Nous sommes tant sur cette planète ! Il y a tant de réalisateurs aussi qu’on peut ne pas se souvenir d’un nom. Il est peu probable par contre que ceux qui ont été secoués par Le Cauchemar de Darwin aient oublié le film, même s’ils n’ont plus en tête le nom de son auteur : Hupert Sauper.
Voici donc son nouveau documentaire, au ton plus enjoué mais tout aussi passionnant. Un véritable condensé d’histoire, d’humanité… à l’image de Cuba, qui en est, en définitive, sa protagoniste principale, peuplée d’une multitude d’autres personnages, en particulier ceux que le réalisateur nomme les « jeunes prophètes ».
Ces mômes, parfois guère plus haut que trois pommes, qui s’improvisent guides de leur île, de sa civilisation, sont malicieux, taquins, intelligents, bien plus politisés que ce qu’on pourrait imaginer compte tenu de leur âge. Ils sont fascinants à écouter et leur discours très construit, critique, détricote celui des adultes, interroge et peut paraître un brin inquiétant. Où commence la raison, où démarre la propagande ? Mais ne peut-on se poser les mêmes questions à propos du grand voisin yankee, sauveur auto-proclamé, contre les « esclavagistes espagnols » de la petite île ? Mais à quel prix ? Passer du statut de colonie espagnole pour tomber sous le joug d’un protectorat américain non choisi ? Les USA si proches, ennemis jurés autant qu’admirés ! Ces gosses portent en eux les contradictions d’un peuple qui décrit les souffrances subies en raison de l’impérialisme américain mais rêve de Disneyland… Tout est plus complexe que les images d’Épinal dans lesquelles on essaie d’enfermer l’île d’Or. Il y a de la Rumba dans l’air, certes, et même du reggeaton (cubaton), des rires qui fusent… Des nuées de touristes qui viennent s’extasier sur le Malecón, ses vieilles Chevrolet lustrées, ses jolies filles et ses chauds garçons… Mais ni leur pouvoir d’achat, ni l’aura des pays riches ne font oublier leur passé colonialiste, leur appartenance à des pays dominants. Car bien sûr l’histoire cubaine nous ramène à celle de la traite négrière, tout autant qu’à l’avènement de l’Empire américain, elle en est même l’épicentre et permet d’explorer un siècle d’interventionnisme, de fabrication de mythes à laquelle les images, celles du cinéma en particulier, qui naît à la même époque, vont largement collaborer…

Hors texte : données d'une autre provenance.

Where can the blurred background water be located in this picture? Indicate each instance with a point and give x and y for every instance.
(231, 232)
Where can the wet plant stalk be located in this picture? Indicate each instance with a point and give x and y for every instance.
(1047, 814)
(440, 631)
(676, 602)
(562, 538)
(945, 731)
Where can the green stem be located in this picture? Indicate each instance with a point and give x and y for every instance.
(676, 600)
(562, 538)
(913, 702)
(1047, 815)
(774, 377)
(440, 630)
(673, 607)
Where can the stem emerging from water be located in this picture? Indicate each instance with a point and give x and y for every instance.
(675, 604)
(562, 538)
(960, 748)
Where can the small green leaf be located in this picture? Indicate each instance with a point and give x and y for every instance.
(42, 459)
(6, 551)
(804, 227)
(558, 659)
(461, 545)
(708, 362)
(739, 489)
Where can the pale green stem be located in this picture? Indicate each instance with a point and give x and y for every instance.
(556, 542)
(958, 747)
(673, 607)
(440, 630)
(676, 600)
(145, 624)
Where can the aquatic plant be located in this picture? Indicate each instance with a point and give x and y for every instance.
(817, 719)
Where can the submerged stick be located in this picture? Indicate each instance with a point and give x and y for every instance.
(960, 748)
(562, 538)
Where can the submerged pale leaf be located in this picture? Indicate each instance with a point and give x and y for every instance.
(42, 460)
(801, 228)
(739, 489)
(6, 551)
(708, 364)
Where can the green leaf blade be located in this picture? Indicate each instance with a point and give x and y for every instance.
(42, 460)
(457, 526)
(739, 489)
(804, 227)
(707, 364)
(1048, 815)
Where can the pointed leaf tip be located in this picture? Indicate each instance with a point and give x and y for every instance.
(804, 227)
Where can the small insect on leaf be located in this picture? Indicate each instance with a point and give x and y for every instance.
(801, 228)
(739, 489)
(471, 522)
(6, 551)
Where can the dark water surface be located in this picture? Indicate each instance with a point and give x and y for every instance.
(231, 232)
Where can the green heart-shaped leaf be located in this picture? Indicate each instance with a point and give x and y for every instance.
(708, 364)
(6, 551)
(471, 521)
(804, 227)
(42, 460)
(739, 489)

Souvent, parler du régime cubain déclenche des débats endiablés entre ses admirateurs et ses détracteurs absolus. Réconciliera-t-on jamais ceux qui plébiscitent un système social, un accès gratuit à la santé (et capable au demeurant d’envoyer plus de 2000 soignants en pleine crise de la Covid-19 pour aider le personnel de nos pays riches, notamment en Martinique…) et ceux qui critiquent le régime autoritaire et la faible croissance du pays ? Ceci étant, à l’heure où il faudrait très vite viser une indispensable sobriété pour lutter contre le réchauffement climatique, le bilan carbone de Cuba pourrait bien nous inspirer.

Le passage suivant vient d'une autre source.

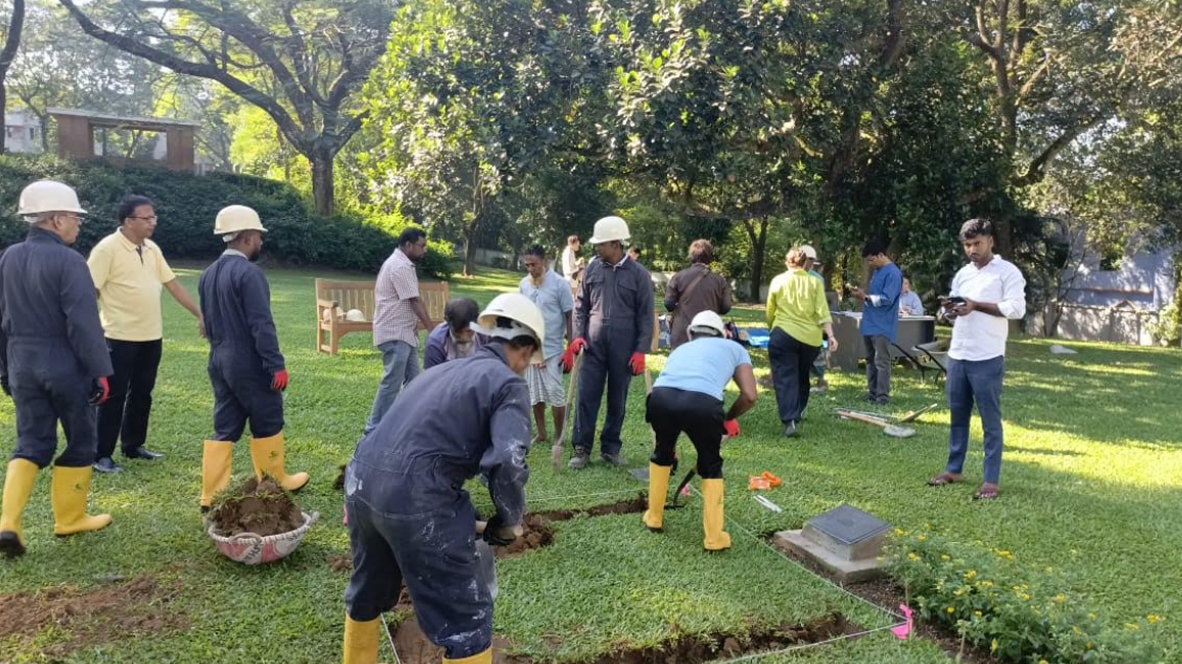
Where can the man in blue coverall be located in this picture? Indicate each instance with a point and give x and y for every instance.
(245, 364)
(53, 363)
(614, 325)
(409, 516)
(879, 318)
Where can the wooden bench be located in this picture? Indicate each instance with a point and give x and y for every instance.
(335, 299)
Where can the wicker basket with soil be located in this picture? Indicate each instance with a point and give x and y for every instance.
(257, 522)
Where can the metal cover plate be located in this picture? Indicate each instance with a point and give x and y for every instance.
(849, 525)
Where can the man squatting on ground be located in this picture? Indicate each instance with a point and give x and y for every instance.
(454, 338)
(687, 397)
(246, 368)
(552, 295)
(614, 325)
(986, 294)
(409, 516)
(129, 272)
(53, 363)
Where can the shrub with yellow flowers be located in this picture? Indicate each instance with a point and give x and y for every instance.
(993, 603)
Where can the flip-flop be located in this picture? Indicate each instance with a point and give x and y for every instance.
(943, 480)
(986, 493)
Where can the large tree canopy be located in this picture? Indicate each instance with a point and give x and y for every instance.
(299, 60)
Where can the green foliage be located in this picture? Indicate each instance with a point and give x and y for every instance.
(1019, 616)
(187, 206)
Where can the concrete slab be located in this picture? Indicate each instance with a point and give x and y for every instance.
(843, 571)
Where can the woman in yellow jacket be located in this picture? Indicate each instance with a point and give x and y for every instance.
(797, 313)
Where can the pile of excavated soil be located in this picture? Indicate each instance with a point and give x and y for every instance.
(262, 508)
(88, 618)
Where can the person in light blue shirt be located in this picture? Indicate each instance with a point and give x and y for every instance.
(687, 397)
(879, 318)
(909, 303)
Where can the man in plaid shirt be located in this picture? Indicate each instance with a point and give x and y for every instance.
(396, 314)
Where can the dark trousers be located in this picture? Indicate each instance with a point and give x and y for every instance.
(671, 412)
(242, 392)
(978, 382)
(50, 386)
(877, 365)
(129, 407)
(791, 362)
(603, 362)
(434, 552)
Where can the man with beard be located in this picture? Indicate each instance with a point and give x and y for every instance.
(454, 338)
(246, 368)
(396, 314)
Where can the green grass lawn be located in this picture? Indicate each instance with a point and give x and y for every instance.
(1092, 486)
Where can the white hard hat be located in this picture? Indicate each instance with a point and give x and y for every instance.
(235, 219)
(609, 229)
(523, 316)
(707, 321)
(47, 196)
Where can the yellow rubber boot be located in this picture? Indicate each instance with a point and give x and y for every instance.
(267, 455)
(18, 486)
(361, 640)
(716, 539)
(658, 489)
(485, 657)
(216, 462)
(71, 487)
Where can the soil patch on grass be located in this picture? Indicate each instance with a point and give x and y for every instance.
(414, 648)
(84, 619)
(262, 508)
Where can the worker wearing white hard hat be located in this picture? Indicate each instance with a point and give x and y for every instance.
(614, 320)
(409, 518)
(53, 363)
(246, 368)
(688, 398)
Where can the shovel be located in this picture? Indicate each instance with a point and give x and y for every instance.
(556, 450)
(893, 430)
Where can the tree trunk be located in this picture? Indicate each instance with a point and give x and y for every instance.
(322, 181)
(469, 248)
(759, 247)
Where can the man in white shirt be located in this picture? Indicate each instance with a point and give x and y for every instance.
(986, 294)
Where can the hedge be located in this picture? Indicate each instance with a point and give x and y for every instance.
(188, 203)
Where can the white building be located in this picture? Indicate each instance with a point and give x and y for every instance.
(23, 131)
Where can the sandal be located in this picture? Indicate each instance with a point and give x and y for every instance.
(943, 480)
(987, 492)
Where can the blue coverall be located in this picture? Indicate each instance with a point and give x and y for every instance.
(51, 349)
(409, 516)
(244, 349)
(614, 312)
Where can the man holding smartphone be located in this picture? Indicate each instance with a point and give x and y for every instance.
(986, 294)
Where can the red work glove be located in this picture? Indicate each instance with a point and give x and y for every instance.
(279, 379)
(99, 391)
(636, 363)
(575, 349)
(732, 428)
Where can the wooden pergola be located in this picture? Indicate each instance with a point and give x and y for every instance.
(77, 128)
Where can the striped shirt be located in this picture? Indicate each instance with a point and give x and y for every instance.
(394, 318)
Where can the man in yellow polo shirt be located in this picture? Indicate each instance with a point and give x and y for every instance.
(129, 271)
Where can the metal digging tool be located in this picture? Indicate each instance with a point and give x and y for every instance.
(893, 430)
(556, 450)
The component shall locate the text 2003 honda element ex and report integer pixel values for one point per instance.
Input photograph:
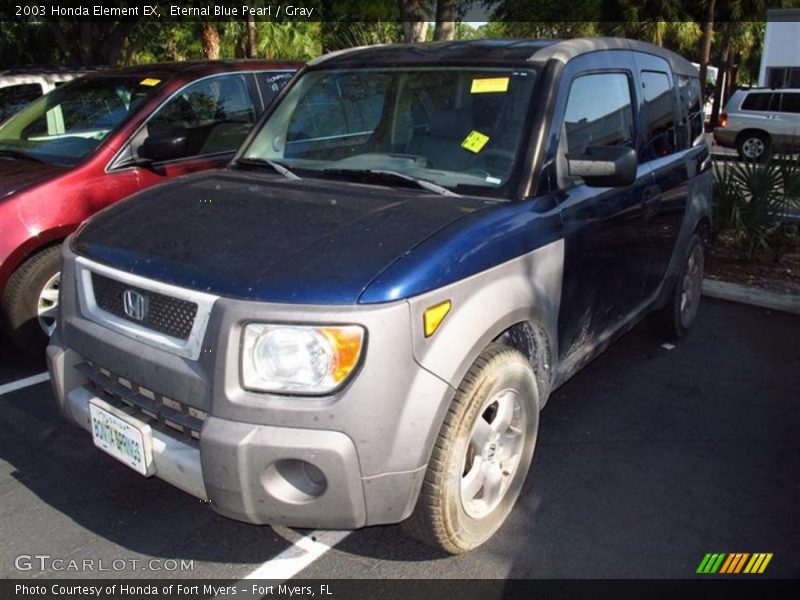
(360, 319)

Hubert Sauper ne se contente pas de faire le tour de l’île, et de donner la parole aux artistes (dont la petite fille de Charlie Chaplin), historiens, habitants lambdas, de les mettre en valeur à travers des prises de vue d’une beauté époustouflante, parfois onirique. Il affronte également ses propres ressentis, se questionne en filigrane sur la légitimité de sa présence, il interroge tout autant le regard des autochtones que celui de l’observateur européen qui se promène, juge avec son système de valeurs… La place du filmeur, la place des filmés… la place des humains, tout simplement, si fragiles et petits, en définitive, face à la nature qui se déchaîne.